The motive can be found almost exclusively in the German speaking area starting in the 13th century. Despite pigs being regarded as unclean in Judaism, it was falsely said that Jews sucked on a sow like piglets. This depiction was intended to cause revulsion and disdain towards Jews, and to attack Judaism. In Christian art, the pig mainly represents the devil. Therefore, it was claimed that Jews were in league with the devil, that they were “nourished” by him, and that they received his teachings.

This sculpture was installed at the Cathedral in the 14th century opposite the Jewish living quarter. It shows men sucking on the teats of a sow, and talking into her ear. The men are identified as Jews by their “Jewish hats”.

This inhuman propaganda was used to declare Jews enemies of Christianity. This way, hate against them was stoked for centuries. The consequences were exclusion, persecution, even murder.

Today this sculpture is meant to remind all people to take action against any form of propaganda, hate, exclusion, and anti-semitism.

Further information on the history of the Jewish community in Regensburg can be found here: https://www.bavarikon.de/judaism-regensburg


Abusive sculptures from the High Middle Ages can be found on numerous churches and non-church buildings, especially in Germany. In these depictions, Jews were associated with pigs, regarded as unclean in Judaism, and defamed in a derogatory manner. There are about a dozen such sculptures in Bavaria, the respective properties belong to different owners.

On the initiative of the State Commissioner against Anti-Semitism, Dr.

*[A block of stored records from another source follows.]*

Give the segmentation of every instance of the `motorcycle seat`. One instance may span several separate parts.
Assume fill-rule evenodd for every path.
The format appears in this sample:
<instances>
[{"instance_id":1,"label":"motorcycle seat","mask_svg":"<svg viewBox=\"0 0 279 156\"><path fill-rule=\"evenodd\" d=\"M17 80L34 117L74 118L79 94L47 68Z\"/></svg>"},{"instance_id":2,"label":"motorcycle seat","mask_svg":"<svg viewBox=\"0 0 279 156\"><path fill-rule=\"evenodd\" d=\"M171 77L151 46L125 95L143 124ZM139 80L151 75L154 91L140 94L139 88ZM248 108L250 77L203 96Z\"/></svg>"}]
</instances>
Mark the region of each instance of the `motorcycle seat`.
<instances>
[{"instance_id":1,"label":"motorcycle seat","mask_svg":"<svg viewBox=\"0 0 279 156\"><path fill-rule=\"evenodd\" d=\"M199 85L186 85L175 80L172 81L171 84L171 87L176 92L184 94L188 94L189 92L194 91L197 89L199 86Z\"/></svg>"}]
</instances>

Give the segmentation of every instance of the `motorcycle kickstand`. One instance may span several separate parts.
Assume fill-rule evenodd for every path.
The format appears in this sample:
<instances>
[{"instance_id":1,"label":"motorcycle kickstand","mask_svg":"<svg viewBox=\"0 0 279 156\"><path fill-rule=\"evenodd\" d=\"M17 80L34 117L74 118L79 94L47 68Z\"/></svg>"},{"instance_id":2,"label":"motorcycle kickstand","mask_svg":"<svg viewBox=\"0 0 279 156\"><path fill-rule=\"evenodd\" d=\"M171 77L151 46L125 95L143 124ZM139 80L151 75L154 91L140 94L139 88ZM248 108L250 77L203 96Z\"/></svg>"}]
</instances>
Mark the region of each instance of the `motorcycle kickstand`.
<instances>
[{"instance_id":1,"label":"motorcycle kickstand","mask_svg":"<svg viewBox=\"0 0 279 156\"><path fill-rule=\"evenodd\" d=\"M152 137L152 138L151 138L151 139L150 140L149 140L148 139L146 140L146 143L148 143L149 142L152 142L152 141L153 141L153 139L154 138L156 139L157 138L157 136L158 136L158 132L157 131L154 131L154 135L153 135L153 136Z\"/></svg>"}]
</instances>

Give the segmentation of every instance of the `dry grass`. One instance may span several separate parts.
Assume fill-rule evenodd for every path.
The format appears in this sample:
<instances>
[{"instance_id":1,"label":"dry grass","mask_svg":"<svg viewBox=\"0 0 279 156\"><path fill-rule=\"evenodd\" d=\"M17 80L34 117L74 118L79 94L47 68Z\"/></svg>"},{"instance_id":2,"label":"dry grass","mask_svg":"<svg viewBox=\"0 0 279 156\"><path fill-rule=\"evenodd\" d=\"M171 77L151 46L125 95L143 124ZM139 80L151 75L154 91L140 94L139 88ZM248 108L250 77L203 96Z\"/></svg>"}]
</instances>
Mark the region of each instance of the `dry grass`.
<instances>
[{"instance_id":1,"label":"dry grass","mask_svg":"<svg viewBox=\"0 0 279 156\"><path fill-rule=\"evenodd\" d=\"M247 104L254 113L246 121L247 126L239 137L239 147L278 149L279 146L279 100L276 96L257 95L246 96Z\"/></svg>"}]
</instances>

Spaenle, a round table with representatives of the Jewish communities, the two Christian churches, state institutions and specialised authorities agreed on how to deal with the anti-Semitic defamatory sculptures. All participants agreed not to remove the anti-Semitic depictions, but to describe and clearly evaluate them on the spot. More detailed information – accessible via QR code – is part of the concept, as is the training of staff who offer guided tours of the city and churches.

The information board at Regensburg Cathedral was coordinated at the suggestion of Dr. Spaenle together with the Jewish community, the diocese of Regensburg, the Free State of Bavaria as owner (represented by the building authority and the State Office for the Preservation of Historical Monuments) as well as with specialist historians.